His findings are derived from yearend call report data of all the nation's banks, released March 19 by the Federal Reserve, as well as from other statistics collected by federal regulators.
"They suggest that the health of the industry is poised to erode," he said.
"As the industry ekes out new profitability records, interest rate margins keep thinning, and regulators issue ongoing calls for stronger loan underwriting standards," he pointed out.
In particular, "serious delinquencies and restructured debt among loans to overseas borrowers increased by 12.2% during 1997," he said. "Most of the rise occurred in the fourth quarter as problem overseas loans increased to $1.83 billion, from $1.6 billion in the third quarter, coincident with the sharp increase of economic problems in Asia."
Looking just at the largest institutions, 37 U.S. banks held $62.5 billion of loans to Asian borrowers at Sept. 30. That amounted to 23% of all U.S. bank lending overseas.
In the overseas sector, problem loans at the 37 banks rose to $1.75 billion at Dec. 31, from $1.52 billion Sept. 30. "While the potential threat to most of these institutions' capital is currently not severe, future pressure on earnings could be significant," Mr. Heller said.
At home, problem loans at all U.S. banks-those over 90 days past due- fell during 1997, both in dollar amounts and as a percentage of all loans. "However, this reduction can largely be credited to the industry's more aggressive stance toward chargeoffs," Mr. Heller said.
A different picture of loan quality emerges in a state-by-state analysis. In eight states, both loan chargeoff and loan delinquency rates increased in 1997.
The most dramatic increases were in the South. In Alabama, problem loans last year jumped 35%, and chargeoffs rose 16%. In Mississippi, problems loans were up 29%; chargeoffs, 12%, while in Tennessee they rose 13% and 12.5%, respectively.
"Much of the South never experienced the last recession," Mr. Heller noted. "But there is now evidence of slowdown in the region's economy."

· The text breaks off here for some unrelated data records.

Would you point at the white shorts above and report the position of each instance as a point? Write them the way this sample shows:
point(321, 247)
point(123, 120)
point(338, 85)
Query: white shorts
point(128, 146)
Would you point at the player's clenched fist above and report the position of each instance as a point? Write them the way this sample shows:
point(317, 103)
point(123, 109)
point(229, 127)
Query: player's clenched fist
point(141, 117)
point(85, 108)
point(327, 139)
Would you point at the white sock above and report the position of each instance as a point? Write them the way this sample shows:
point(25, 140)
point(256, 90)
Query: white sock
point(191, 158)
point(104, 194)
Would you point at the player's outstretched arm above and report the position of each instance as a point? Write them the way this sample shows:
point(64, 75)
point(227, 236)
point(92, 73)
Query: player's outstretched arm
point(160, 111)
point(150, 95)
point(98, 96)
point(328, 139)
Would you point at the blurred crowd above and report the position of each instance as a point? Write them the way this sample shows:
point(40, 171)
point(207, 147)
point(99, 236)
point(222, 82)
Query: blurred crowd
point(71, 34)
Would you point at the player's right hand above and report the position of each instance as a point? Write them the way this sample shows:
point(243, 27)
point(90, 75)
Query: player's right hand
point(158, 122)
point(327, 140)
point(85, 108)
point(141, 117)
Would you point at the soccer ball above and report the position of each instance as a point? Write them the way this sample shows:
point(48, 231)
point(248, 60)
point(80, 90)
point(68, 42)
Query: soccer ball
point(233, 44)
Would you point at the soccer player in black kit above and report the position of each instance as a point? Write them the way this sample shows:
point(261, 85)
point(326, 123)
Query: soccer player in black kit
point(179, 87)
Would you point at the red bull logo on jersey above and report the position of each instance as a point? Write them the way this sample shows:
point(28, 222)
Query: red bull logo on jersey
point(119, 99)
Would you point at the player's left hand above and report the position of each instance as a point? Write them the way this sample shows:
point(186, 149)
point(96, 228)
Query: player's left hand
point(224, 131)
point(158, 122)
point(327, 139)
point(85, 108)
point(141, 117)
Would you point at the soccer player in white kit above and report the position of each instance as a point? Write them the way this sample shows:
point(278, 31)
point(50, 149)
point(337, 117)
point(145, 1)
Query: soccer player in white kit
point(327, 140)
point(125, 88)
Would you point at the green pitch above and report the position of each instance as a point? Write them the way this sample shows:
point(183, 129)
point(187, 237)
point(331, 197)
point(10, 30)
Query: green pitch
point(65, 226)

The South, because of its rapid growth, has been among the most lucrative banking markets for two decades. The boom spawned and perpetuated the growth of superregional banking companies like NationsBank and First Union.
While credit quality issues inched nearer the surface, Mr. Heller emphasized that industry reserves for loan chargeoffs "continued to lose ground with respect to loan growth" last year.
In fact, "current reserve levels could support present earnings for approximately one year in the face of a rise in chargeoff rates to 1990-92 levels," he said.
Meanwhile, "after a modest hiatus in the third quarter, serious (90- days-past-due or nonaccrual) delinquencies of bank credit card debt at yearend rose to 2.13% of card debt outstanding," he said. This is a record since this type of data has been collected by regulators, and it is higher than any of the rates associated with the 1990-91 recession.